Author Sean Fagan claims that the kick-to-kick tradition originates with rugby football in England, citing books from 1856 which make reference to the term "punt about". Although the sources mention kicking practice they do not indicate other participants catching or marking the ball or kicking it back.

==Kick-to-kick type practice in other sports==
Rugby union and rugby league fans and players do not tend to participate in kick-to-kick as much as Australian rules football fans (primarily because kicking is a specialist technique in these sports; and because of variants of the codes that are playable on a small scale, such as touch football). Gaelic football and association football (soccer) fans also participate in a form of kick-to-kick with the round ball.
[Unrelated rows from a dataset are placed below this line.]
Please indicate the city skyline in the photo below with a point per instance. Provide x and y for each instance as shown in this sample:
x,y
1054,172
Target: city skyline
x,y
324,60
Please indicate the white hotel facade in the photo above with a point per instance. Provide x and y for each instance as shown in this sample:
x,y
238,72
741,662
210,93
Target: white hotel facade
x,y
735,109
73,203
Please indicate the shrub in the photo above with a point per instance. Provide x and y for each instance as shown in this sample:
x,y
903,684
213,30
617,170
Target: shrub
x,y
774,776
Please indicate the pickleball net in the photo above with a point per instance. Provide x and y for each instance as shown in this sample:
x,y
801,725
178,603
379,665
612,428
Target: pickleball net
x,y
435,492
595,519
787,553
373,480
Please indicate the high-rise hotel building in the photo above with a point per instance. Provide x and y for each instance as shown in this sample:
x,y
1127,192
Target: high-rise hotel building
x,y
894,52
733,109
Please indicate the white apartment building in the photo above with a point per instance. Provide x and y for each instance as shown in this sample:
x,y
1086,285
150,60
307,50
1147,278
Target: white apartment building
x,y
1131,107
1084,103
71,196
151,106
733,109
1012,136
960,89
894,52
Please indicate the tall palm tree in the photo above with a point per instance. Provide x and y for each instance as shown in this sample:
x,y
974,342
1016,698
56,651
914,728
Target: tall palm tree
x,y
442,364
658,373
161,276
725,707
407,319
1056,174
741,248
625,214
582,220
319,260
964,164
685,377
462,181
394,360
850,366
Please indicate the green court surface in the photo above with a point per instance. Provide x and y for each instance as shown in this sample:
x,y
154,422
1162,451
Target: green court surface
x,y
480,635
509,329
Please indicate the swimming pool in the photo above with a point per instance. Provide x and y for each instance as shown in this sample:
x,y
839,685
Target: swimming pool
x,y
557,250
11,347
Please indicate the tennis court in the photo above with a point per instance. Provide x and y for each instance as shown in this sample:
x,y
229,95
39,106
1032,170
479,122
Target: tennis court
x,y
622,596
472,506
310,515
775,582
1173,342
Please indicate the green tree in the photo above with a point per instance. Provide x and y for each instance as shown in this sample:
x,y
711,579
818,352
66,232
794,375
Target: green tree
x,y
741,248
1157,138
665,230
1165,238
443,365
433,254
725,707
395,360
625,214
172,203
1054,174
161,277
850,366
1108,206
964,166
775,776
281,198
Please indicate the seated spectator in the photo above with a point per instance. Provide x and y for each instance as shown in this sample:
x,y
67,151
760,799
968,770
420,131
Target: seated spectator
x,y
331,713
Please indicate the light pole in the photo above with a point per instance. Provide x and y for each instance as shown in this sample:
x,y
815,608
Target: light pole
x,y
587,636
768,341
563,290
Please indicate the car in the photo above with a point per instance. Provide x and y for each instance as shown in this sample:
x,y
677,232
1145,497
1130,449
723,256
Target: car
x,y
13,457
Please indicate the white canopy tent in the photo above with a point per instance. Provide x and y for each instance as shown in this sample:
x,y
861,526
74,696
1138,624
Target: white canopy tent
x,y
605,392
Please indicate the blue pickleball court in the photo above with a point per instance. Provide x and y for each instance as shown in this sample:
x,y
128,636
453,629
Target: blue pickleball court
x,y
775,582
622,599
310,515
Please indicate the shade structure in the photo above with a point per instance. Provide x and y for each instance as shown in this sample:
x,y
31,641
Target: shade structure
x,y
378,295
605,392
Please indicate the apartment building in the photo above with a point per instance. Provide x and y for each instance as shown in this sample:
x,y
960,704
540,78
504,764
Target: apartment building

==References in popular culture==
Playing "Kick to kick football" is sometimes used by Australian rules fans as a derogatory term to describe uncontested, possession based style of play sometimes seen at the professional AFL level, which many fans find boring and compare to non-contact sports such as basketball, and netball. This is because kick-to-kick does not generally involve any of the contesting found in an official game of Australian rules football, such as tackling, bumping, smothering (known as a "charge down" in rugby league), spoiling and other one percenters which often result in more unpredictable change of possession.

Rock band TISM featured a song titled "'And The Ass Said to the Angel: "Wanna Play Kick To Kick?'" on the album Great Truckin' Songs of the Renaissance in 1988.

Michael Leunig painted "Street Football" in 1990.

The pastime inspired a short film named "Kick to Kick" by Tony McNamara in 2000.

Auskick in 2007 used the kick-to-kick tradition as part of their promotional television campaign, which shows kids from around the country kicking the football to each other to the tune of Gimme Dat Ding.